Green card marriage


A green card marriage is a marriage of convenience between a legal resident of the United States of America and a person who would be ineligible for residency but for being married to the resident. The term derives from the availability of permanent resident documents for spouses of legal residents in the United States, where marriage is one of the fastest and surest ways to obtain legal residence. Marriages, if legitimate, entitle the spouse to live and work in the United States, as in most other countries. In the United States, 2.3 million marriage visas were approved from 1998 through 2007, representing 25% of all green cards in 2007. Even if the non-resident spouse was previously an illegal immigrant, marriage entitles the spouse to residency, generally without the waiting time required for persons caught being in the United States illegally.

Legality

Most marriages between residents and non-residents are undertaken properly, for reasons other than or in addition to residency status.
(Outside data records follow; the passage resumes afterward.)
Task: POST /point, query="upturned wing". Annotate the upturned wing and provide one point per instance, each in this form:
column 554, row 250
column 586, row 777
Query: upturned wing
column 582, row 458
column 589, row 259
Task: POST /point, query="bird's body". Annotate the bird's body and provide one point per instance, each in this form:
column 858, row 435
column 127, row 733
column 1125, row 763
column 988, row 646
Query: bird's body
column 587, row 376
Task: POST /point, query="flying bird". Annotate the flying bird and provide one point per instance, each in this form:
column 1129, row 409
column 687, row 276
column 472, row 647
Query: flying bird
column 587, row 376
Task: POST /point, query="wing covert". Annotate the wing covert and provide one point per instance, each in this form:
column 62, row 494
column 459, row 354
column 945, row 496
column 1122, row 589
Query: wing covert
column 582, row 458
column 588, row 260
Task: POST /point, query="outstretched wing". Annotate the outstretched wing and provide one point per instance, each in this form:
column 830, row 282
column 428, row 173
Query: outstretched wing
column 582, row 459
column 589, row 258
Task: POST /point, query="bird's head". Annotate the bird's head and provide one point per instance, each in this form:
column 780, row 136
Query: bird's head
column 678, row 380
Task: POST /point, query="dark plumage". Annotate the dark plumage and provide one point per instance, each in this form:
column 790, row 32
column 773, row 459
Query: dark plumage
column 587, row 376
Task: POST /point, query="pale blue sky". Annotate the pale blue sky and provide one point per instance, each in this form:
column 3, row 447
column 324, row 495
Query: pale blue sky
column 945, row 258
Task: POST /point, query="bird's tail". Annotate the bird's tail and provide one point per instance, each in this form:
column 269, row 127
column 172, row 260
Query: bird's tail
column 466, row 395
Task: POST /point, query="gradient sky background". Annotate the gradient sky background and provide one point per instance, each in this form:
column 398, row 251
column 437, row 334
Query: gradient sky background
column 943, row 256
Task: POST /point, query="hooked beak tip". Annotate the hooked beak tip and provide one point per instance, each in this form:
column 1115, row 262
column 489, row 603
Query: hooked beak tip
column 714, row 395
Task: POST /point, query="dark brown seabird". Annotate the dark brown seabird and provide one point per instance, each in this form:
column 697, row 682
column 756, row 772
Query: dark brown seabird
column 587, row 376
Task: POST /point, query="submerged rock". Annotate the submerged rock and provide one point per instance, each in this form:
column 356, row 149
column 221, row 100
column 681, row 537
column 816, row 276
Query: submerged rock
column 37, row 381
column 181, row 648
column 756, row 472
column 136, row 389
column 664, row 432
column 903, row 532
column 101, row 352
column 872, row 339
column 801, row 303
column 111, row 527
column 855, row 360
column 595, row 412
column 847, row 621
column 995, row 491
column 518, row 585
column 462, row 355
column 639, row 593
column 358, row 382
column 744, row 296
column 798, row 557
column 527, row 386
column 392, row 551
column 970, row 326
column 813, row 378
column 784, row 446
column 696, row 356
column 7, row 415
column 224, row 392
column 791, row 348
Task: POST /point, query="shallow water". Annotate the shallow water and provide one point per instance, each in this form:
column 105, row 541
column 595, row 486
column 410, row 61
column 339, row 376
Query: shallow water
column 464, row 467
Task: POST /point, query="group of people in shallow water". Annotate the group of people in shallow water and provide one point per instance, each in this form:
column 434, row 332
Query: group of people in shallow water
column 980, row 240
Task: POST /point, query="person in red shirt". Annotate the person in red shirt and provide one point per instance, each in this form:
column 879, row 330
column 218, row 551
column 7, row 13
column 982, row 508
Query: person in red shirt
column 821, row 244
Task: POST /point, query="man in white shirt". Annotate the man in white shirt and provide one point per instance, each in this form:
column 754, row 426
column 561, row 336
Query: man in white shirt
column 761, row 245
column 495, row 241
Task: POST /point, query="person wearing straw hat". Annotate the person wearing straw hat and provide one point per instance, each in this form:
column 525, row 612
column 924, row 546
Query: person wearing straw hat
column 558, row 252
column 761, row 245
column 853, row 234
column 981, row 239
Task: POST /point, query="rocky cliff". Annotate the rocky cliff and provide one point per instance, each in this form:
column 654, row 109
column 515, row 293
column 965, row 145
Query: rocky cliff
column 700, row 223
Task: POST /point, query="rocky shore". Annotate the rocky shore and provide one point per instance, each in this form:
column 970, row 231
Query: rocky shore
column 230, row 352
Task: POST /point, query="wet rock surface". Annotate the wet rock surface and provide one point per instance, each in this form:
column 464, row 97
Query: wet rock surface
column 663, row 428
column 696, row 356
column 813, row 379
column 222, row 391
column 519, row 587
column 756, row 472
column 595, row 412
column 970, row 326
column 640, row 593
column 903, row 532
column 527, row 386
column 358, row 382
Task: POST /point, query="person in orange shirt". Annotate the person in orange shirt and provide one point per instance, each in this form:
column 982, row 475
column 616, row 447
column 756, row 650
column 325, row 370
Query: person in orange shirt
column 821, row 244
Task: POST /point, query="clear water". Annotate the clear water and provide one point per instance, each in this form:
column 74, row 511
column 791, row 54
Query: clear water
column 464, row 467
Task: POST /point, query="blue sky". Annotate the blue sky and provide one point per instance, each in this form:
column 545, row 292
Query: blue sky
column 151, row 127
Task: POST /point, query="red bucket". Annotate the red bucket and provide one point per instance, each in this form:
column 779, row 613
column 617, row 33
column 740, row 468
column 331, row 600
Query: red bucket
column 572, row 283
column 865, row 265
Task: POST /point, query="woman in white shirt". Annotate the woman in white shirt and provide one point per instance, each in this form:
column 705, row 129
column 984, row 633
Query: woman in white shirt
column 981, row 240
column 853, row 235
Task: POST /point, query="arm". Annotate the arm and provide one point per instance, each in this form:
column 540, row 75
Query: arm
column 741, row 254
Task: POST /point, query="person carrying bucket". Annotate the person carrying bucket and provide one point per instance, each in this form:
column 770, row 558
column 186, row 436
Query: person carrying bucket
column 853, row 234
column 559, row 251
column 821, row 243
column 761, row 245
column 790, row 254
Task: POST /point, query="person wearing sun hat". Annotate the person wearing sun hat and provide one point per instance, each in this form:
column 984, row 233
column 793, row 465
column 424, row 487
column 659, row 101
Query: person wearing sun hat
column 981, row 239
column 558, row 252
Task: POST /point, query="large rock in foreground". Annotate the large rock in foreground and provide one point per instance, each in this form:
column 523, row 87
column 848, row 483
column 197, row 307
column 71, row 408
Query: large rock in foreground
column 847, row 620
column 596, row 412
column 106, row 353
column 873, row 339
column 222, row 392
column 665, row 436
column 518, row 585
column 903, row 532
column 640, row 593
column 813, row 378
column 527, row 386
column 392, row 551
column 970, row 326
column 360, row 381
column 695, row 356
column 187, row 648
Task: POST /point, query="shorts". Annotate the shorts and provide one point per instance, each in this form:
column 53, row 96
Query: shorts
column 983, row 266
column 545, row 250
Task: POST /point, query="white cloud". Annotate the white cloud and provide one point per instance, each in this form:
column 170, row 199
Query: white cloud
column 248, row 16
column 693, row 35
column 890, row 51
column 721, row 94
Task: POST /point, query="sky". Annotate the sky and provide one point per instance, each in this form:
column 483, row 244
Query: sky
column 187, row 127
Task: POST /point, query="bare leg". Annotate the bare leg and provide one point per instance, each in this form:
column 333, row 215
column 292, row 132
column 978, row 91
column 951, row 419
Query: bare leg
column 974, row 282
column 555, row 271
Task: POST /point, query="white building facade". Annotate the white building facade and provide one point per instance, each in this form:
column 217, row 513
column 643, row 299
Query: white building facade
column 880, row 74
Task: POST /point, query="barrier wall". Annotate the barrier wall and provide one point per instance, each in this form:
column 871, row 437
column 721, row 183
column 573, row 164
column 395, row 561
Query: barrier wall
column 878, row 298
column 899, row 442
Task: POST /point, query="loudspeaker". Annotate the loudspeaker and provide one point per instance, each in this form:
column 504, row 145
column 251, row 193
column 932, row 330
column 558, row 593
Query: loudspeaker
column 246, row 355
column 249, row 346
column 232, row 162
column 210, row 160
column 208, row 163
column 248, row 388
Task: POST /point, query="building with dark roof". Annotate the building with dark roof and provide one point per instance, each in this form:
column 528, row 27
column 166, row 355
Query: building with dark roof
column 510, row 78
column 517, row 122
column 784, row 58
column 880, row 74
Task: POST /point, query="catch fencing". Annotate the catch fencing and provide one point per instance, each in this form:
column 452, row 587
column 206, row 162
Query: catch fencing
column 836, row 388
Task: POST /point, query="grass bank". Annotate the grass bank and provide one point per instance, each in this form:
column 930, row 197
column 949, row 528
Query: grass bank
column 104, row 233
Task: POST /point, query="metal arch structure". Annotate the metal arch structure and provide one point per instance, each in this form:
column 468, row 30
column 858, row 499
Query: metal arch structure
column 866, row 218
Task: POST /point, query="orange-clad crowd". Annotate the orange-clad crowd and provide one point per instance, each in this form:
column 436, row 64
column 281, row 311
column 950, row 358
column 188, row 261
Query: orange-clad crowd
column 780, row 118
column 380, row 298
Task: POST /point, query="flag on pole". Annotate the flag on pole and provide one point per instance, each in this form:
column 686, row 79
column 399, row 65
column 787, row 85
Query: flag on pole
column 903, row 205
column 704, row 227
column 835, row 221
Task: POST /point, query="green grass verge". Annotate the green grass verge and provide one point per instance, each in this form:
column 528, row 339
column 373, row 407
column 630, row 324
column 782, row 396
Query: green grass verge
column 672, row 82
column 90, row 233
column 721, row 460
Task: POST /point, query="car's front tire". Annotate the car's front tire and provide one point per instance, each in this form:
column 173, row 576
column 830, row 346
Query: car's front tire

That said, the practice of obtaining residency through marriage is illegal in the United States if the marriage itself is fraudulent. A marriage that is solely for purposes of obtaining legal residence is considered a sham, and is a crime in the United States for both participants.
Many of the arrangements are simple transactions between two individuals, often in exchange for money paid to the legal resident. In other cases the legal resident is an unwitting victim of a fraudulent marriage. In yet other cases the marriages are arranged by criminal enterprises, sometimes involving the complicity of corrupt immigration officials who accept payment for describing the marriage as legitimate in immigration paperwork.